What do you do if you have confessed a sin but it still bothers your conscience? Should you confess it again? Father Andrei Chizhenko attempts to clarify this issue.
The Holy Fathers compared sin with a weed in the garden. The garden, accordingly, is the heart. They said that the fight against sin continues until one’s death. Just as a vegetable garden needs to be weeded constantly, so one should fight against one’s sins, and first of all, one should confess frequently.
Dear brothers and sisters, I would like to say that in everyday practice of a priest one often sees that the Sacrament of Confession is inseparable in the mind of a parishioner from the Sacrament of Communion. The average person thinks that he or she should prepare for confession as strictly as for the communion of the Holy Mysteries of Christ, that is, to fast, read the canons and so on.
Of course, it is not the case. All of these things must be done in preparation for the Sacrament of Communion; this preparation also includes the Sacrament of Confession. However, if you want to confess without partaking of the Communion, all you have to do is to recollect your sins that torment your soul, and simply come to church and ask the priest to hear your confession without any prayer or fasting preparation. It is advisable to confess as often as necessary. After all, we sin often, too!
The usual monastic practice, for example, is to confess at least every week, and more often if needed.
In general, the Holy Fathers compared the soul of a person who confesses often with a flowing spring in which the water is always fresh and clean. Meanwhile, the soul of a person who does not confess is a swamp with stale and bad water.
Let’s talk about sins now. As we have already noted, the Holy Fathers compared sin to a weed. Of course, there are sins that a person commits, gets hurt and never repeats again. For example, adultery, abortion or attempted suicide, fights with severe injuries, other grave sins. He faces the consequences, confesses this sin, and with the priest’s absolution, the Lord removes these sins from his heart. If one does not repeat them, he does not need to confess these sins again. Let’s not be of little faith: we must rely on God’s mercy and His forgiveness.
If, for example, a person has not committed adultery, but the passion for sexual immorality is still strong in him, then, of course, it must be confessed. It means that the root of sin persists in the heart.
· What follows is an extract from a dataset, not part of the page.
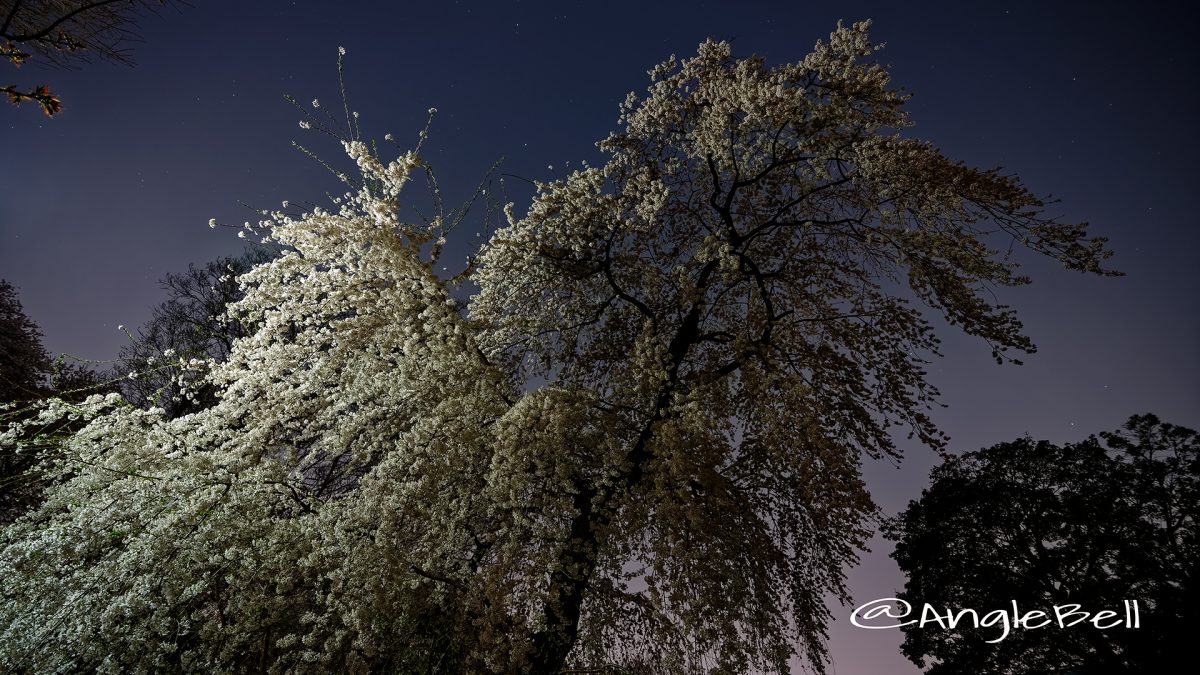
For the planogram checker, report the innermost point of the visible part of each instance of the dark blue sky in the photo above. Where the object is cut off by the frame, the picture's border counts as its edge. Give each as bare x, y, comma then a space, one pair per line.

As long as it stirs up the soul, it must be confessed. Or, for example, a man did not kill anyone, but he judged, was annoyed and angry constantly. After all, these passions are also a violation of the commandment “do not murder”. Regrettably, we feel them almost every day.
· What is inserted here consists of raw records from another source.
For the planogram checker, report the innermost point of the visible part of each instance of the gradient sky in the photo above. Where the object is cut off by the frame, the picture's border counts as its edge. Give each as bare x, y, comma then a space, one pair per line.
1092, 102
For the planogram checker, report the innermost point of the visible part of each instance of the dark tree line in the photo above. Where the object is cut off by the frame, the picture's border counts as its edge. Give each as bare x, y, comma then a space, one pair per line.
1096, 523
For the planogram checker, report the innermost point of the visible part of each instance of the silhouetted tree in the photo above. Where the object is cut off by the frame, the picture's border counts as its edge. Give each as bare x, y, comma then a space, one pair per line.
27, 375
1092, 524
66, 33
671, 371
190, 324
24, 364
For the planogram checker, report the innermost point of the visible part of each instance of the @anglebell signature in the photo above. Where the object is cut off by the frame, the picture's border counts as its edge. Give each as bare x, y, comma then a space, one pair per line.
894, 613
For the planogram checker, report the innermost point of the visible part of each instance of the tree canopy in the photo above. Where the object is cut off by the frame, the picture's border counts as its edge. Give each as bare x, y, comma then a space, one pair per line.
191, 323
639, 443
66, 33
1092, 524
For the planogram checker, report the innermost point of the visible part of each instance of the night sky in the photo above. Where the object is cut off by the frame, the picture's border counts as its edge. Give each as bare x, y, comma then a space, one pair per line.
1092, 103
We must confess not only the things we have done, but also words and thoughts, in order to eradicate sin at its source once it is attached to our thoughts or feelings. Remember Psalm 137, which is also called On the Rivers of Babylon and is often used in divine services leading up to Lent? There are verses 8 and 9: “O daughter of Babylon, who art to be destroyed; happy shall he be, that rewardeth thee as thou hast served us. Happy shall he be, that taketh and dasheth thy little ones against the stones.”
These verses call us to confession. The daughter of Babylon is our passionate fallen nature, filled with vice, devouring our souls, and also the attacks of the devil on us. The little ones of the daughter of Babylon are the enemy’s, devil’s temptations, which Satan instills in our hearts, as well as our personal feelings and thoughts, which match those temptations and begin to grow in our hearts first as babies and then as large beasts. Therefore, passions must be eradicated as early as possible. They must be smashed against the stone.
What is this stone? It is Christ. When we come to Him in the Sacrament of Confession and break the embryos of our sins against this sacred stone with tears of repentance, we receive forgiveness and healing of our passions from the Lord. We receive bliss, that is, the highest joy and peace in God.
Let us remember, dear brothers and sisters, that if we feel that a sin is still hurting us mentally and emotionally, it is certainly better to confess it again. Let us also remember that this struggle lasts until death. The reward is great, too! Eye hath not seen, nor ear heard, neither have entered into the heart of man, the things which God hath prepared for them that love him (1 Corinthians 2:9).